= Nobiles =

Social rank of ancient Rome

The nobiles ( nobilis, ) were members of a social rank in the Roman Republic indicating that one was "well known". This may have changed over time: in Cicero's time, one was notable if one descended from a person who had been elected consul. In earlier periods and more broadly, this may have included a larger group consisting of those who were patricians, were descended from patricians who had become plebeians via transitio ad plebem, or were descended from plebeians who had held curule offices.

==History==
The nobiles emerged after the Conflict of the Orders established legal equality between patricians and plebeians, allowing plebeians to hold all the magistracies; the state of being "known" was connected to the nobiless rights to funeral masks (imagines) and actors in aristocratic funeral processions. However, the term is largely unattested to in the middle Republic, having been introduced in the late Republic as a description rather than a status. Earning such a mask required holding one of the qualifying curule magistracies.

These elections meant the republican nobility was not entirely closed. Nor in the republic did nobiles enjoy special legal privileges. In the later Republic, one who became noble was termed a novus homo (new man), an unusual achievement. Two of the most famous examples of these self-made "new men" were Gaius Marius, who held the consulship seven times, and Cicero. While wholly new men were rare, the political elite as a whole turned over as some families were unable to win elections over multiple generations and other families became more prominent, creating slow-moving and osmotic change.
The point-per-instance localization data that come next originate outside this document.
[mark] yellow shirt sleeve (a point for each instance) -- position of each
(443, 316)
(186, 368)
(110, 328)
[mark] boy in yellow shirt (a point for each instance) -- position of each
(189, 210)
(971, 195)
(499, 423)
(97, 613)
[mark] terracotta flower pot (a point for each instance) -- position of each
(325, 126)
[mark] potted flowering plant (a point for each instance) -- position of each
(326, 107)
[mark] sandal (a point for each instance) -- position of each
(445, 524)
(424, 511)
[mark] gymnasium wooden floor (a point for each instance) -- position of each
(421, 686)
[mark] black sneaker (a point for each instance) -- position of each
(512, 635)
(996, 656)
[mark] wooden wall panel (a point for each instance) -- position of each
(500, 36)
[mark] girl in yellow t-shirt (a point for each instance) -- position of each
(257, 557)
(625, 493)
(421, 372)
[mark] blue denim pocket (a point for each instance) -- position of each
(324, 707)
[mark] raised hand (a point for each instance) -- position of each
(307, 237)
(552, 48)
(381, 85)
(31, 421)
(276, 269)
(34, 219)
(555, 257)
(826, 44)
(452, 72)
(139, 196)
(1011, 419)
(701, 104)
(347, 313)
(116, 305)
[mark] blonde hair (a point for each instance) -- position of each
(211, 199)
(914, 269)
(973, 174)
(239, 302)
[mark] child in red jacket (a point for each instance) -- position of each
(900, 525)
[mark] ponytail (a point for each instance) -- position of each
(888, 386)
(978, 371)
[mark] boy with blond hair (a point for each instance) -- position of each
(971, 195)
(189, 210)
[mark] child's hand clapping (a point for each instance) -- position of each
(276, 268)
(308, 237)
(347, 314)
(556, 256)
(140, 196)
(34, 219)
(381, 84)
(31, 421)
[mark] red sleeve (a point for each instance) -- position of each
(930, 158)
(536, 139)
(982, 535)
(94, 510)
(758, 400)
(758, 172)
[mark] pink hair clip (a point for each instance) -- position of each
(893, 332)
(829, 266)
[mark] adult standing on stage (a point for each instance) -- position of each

The prestige of the nobiles was connected directly to their election to high office by the people. During the Roman Republic, the nobiles never held less than about 70 per cent of the consulships over longer periods; by the time of Cicero, the nobiles as a whole held more than 90 per cent of the consulships, a proportion "remarkably untouched by the most violent political crises". The narrowing of what made someone part of the nobiles occurred around the time of the constitutional reforms of Sulla with its "much larger senate with a proportionately smaller circle of elite senators... many new Italians in the Sullan senate, and the increased number of praetors" leading the elite to close ranks to preserve their prestige.

During the time of Augustus, a nobilis enjoyed easier access to the consulship, with a lowered age requirement perhaps set at 32. Women who descended from Augustan consuls were also regarded as belonging to the Roman nobility. The term still referred to descendants of republican and triumviral consuls, but by the Antonines, most noble families had died out; one of the last were the Acilii Glabriones who survived into the 4th century.